It takes more than just time and skill to become a top freeride skier.
It also takes a keen eye and experience, which allow athletes to analyze their ideal line even when they are not allowed on course before a competition, as is the case at the Freeride Junior World Championships in Andorra.
Last weekend Whistler Freeride Club athlete Jackson Bathgate proved he had all the skills necessary to win taking top spot on the podium with a score of 91.75.
Bathgate placed 17th at last year's junior worlds, also in Andorra. Now he is two-for-three in European events, which allow only visual inspections leading up to the competition. He also won the El Dorado Freeride Junior competition in the week leading up to the world juniors.
"It feels surreal right now. It kind of feels like a dream. It's crazy to think that that day, I was the best (freeride junior) skier in the world," Bathgate said.
The 17-year-old said getting the extra time in Andorra allowed him to better acclimatize to the conditions, including the higher altitude.
"It definitely helps to get the lay of the land. You weren't so affected by the altitude on top. The hike up wasn't such a big deal," Bathgate said. "The first run was definitely pretty tough with the altitude difference.

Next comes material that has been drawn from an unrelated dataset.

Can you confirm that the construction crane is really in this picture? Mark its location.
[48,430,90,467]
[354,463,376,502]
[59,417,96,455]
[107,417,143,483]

"It's definitely harder to get into a good mindset when you're having trouble breathing to get up."
WFC head coach Derek Foose explained though Bathgate drew to be the first skier down, officials opted to let his preferred side of the mountain get some sun and allow for better riding before sending him down. After the section was tested, Bathgate went and shredded his run.
"I was hoping it softened up by the time I dropped in because it was pretty icy in the morning and it was not very workable," Bathgate said. "I dropped 14th and there was a forerunner that went down the left-hand side of the venue just before me. I got the radio up from Derek that said that it looked good to go and my line was a go."
During his run, Bathgate charged some massive drops and handled them impressively, pulling off a late-run 360 before sending it from a daunting cliff to sew up first spot.
Even knowing what Bathgate can accomplish, Foose was impressed by his charge's showing to place him six full points up on fellow Canadian Nigel Ziegler and over seven points up on bronze-medallist Xander Guldman of the United States.
"He nailed exactly the plan that we set out, which is rare in freeskiing," Foose said. "It was to the letter what our plan was and that's pretty cool for a visual inspection. He was fast. He was progressive and definitely right on the plan. I'm pretty happy with that."
In his preparations for the year, Bathgate looked to last year's world juniors, where a crash put him off-line and he never fully recovered. With so many different options available to ski here in Whistler, Bathgate and his teammates scoured unfamiliar areas of Blackcomb Mountain to develop their skills. It paid off.
"We worked on that a lot in the early season this year to try to get it more dialed than last year so I knew where I was going and I could ski how I wanted to ski instead of worrying about where I was on the face," he said. "We went out to a lot of places where I'd never skied very much and didn't know — it was like a foreign mountain."
Foose noted that entering the competition on a win was huge for Bathgate, who was overcoming a disappointing result at the North American Junior Freeride Championships.
"(The win) had a huge impact on him. He came out feeling so good and so confident he could win an event over there and also that he could win an event at all," Foose said. "The last contest that he did before was North American championships last year and he fell. It was nice to have a successful comp run in the bag before your worlds run."
Bathgate will rejoin the rest of the WFC, including twin brother Cooper, this weekend at Kicking Horse Resort. Though the grandeur of the worlds comes relatively early in the year, with so many strong Canadian competitors, Foose anticipates Bathgate will be well tested here at home. In addition to Canadians taking the top two spots in Andorra, fellow Canuck Sam Kuch was fourth, WFC teammate Tom Peiffer was 12th and Jeff Ashton was 21st.
"There's definitely a little anti-climax moving on next weekend to Kicking Horse. There's not going to be a helicopter in the air. There's not going to be live scoring or a live webcast," Foose said. "But at the same time, each event is as important as the last one and on the plus side, Jack's got a ton of confidence now going in but none of them are easy.
"The Canadian freeride scene in Kicking Horse was one of the craziest, gnarliest competitions of the year anywhere last year. The top 20 guys in Canada often would be the top 20 guys at worlds, so it's not going to be any easier. He's got (twin) Coop(er) back in the mix now and all the other guys who didn't get into worlds."